Here's some info for perspective- I'm 52 and have done this for 30 years. Dad is 75 and has done it for 45 years. We stay and hunt with farmers 5 miles from where pheasants were first released in the wild in the midwest. They helped foster and develop pheasant hunting going on 4 generations now and educated us on pheasant biology, habitat, raising chicks, predator control and hunting techniques. Dad can now only go about 200 yards on level ground so he drives/blocks and I navigate, flush, shoot and retrieve. We lost our dog to a car accident a couple years ago and haven't been able to replace him yet. Amongst other hunting and fishing, we have time to make one pheasant trip to opener in SD on a yearly basis. In the past we have hunted with labs, brittneys, setters and even a rat terrier. We've done fields, sloughs, fences and corn drives. I live in MN and used to do pheasants around SE MN near Montevideo on state land and then evening hunt geese on Lac Qui Parle reserve. Both were mismanaged and wastes of time. Saved those weekends up for spring turkey and trout fishing in Preston/Lanesboro for many years.

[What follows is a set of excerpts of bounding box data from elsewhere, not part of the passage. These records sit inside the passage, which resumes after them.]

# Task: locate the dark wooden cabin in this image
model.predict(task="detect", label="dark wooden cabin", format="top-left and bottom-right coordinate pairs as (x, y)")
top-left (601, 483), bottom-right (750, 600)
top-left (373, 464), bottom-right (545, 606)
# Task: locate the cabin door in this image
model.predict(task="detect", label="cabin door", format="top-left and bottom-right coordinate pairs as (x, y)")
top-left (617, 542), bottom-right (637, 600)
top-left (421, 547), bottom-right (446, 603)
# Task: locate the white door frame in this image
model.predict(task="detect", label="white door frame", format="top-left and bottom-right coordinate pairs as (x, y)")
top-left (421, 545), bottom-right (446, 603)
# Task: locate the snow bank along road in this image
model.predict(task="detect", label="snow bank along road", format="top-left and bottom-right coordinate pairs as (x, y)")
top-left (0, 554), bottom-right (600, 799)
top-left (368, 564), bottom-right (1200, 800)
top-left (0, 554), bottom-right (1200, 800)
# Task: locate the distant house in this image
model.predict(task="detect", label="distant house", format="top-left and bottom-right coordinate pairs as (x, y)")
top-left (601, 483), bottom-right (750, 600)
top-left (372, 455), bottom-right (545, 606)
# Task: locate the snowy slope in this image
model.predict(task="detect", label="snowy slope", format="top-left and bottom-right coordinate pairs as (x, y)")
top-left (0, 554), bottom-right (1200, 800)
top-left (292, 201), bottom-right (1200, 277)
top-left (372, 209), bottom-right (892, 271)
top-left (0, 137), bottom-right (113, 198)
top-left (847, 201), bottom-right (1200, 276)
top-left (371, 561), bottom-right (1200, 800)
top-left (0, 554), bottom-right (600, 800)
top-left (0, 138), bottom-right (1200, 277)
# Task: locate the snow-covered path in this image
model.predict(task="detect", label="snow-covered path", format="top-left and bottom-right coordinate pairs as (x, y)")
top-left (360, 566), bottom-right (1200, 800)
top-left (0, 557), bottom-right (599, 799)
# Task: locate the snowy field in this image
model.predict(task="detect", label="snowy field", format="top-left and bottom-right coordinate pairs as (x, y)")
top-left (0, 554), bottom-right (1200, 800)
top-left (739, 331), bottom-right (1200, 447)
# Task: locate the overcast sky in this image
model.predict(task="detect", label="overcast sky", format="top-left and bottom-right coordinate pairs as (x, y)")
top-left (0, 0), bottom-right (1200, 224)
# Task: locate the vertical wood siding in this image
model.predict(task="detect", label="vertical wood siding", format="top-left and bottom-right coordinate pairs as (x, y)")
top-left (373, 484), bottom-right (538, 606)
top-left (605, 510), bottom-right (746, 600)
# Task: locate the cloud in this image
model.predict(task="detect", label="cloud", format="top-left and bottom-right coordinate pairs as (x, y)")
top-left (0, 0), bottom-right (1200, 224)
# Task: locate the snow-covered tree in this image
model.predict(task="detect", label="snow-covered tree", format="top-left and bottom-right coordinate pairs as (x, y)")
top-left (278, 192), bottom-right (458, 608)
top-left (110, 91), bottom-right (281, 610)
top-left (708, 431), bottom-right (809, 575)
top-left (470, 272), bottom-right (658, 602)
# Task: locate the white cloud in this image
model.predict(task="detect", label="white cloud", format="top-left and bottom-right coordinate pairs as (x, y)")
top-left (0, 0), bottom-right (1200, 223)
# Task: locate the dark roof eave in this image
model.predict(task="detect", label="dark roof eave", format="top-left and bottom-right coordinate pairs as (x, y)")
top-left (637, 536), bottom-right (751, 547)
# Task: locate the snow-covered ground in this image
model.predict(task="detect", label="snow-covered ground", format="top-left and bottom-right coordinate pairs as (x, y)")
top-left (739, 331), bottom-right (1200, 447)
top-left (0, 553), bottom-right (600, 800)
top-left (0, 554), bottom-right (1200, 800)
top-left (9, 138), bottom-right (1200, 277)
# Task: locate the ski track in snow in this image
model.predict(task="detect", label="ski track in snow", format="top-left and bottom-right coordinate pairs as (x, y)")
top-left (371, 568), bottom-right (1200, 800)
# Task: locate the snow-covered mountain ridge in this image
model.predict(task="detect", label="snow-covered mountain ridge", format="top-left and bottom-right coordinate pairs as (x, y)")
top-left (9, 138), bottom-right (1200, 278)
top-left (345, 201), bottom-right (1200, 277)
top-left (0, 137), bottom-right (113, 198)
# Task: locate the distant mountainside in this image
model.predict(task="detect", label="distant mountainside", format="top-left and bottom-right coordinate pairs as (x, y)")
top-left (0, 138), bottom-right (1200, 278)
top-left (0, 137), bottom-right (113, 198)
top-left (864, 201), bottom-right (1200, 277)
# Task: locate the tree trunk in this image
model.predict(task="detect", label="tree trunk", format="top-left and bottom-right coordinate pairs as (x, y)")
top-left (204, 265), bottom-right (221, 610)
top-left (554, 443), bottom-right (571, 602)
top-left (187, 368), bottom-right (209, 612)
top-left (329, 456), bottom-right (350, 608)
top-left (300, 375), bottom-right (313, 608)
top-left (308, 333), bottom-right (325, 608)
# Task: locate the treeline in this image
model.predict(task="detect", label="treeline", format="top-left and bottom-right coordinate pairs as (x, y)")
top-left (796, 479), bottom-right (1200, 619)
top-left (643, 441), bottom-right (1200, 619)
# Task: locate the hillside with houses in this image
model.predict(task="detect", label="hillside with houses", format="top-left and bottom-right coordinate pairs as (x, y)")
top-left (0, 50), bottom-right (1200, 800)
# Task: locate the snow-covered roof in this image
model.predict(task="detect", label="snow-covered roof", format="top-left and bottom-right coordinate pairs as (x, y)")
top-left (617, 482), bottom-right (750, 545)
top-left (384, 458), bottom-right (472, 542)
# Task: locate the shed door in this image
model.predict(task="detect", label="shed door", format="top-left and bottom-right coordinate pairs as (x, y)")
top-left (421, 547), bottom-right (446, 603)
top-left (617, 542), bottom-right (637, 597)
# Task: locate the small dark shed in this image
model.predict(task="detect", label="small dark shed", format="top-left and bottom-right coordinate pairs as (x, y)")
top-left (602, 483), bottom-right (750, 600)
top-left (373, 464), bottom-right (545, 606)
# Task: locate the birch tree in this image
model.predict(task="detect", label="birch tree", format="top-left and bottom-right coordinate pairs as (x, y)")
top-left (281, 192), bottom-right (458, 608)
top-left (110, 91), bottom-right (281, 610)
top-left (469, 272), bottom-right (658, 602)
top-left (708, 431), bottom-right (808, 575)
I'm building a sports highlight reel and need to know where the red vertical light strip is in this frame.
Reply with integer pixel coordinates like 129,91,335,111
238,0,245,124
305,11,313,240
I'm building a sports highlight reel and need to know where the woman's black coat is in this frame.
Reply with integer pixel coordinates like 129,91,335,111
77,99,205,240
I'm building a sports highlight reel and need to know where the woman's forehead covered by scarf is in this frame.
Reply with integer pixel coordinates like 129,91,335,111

My wife hates the site of wild game so I process it at dad's until it looks like store bought. The thought of her giving me grief for not bringing home a limit had me laughing all day. Thanks for that. We hunt for our limit and so do you. You post on here for bragging rights and so do I. We like to eat pheasant and make it for others and so with our limited opportunity over opener, we make sure to take home all our birds. It also makes it a challenge and something to achieve.
Here's how 95% of the birds go- I drive a short distance to a small bit of public land where I see birds. We decide on strategy, setup a blocker and walker and most often I go into the grass to flush them out, but occasionally we have a dog for part of the time. We walk it out, stay out of the adjacent private ground, shoot, retrieve and move on. We never see another hunter and have a car go by maybe once out of 50 walks. 99% of the time if another hunter has been on that ground, it's been us but we have learned to stay where the birds are since that's where they are. Sometimes they don't cooperate and will jump up when I get out of the truck so I shoot them too. I'll keep doing that until I reach true pheasant mastery and can talk them into holding still while I go get a dog, uncase and load the gun which apparently follows some higher law than South Dakota's.
Compare this to your typical hunt. You drive a little longer to a little bigger parcel of public land where you may or may not have ever seen birds on it. There's apparently something mystical about walking perpendicular to a roadway that brings you to a higher plain of existence but I've not attained that level yet in my meager attempts so I hunt parallel with the road. You more often have a dog than us but you setup your strategy, walk it out and stay off the adjacent public ground. You more often run into other hunters or ground that has been hunted recently so your birds tend to either get up real close or far away. You've made good decisions about your gun and ammo to effectively handle your situation, your comfort with making the shots and the ranges you typically get in.
So have I and that's why I shoot PS shells.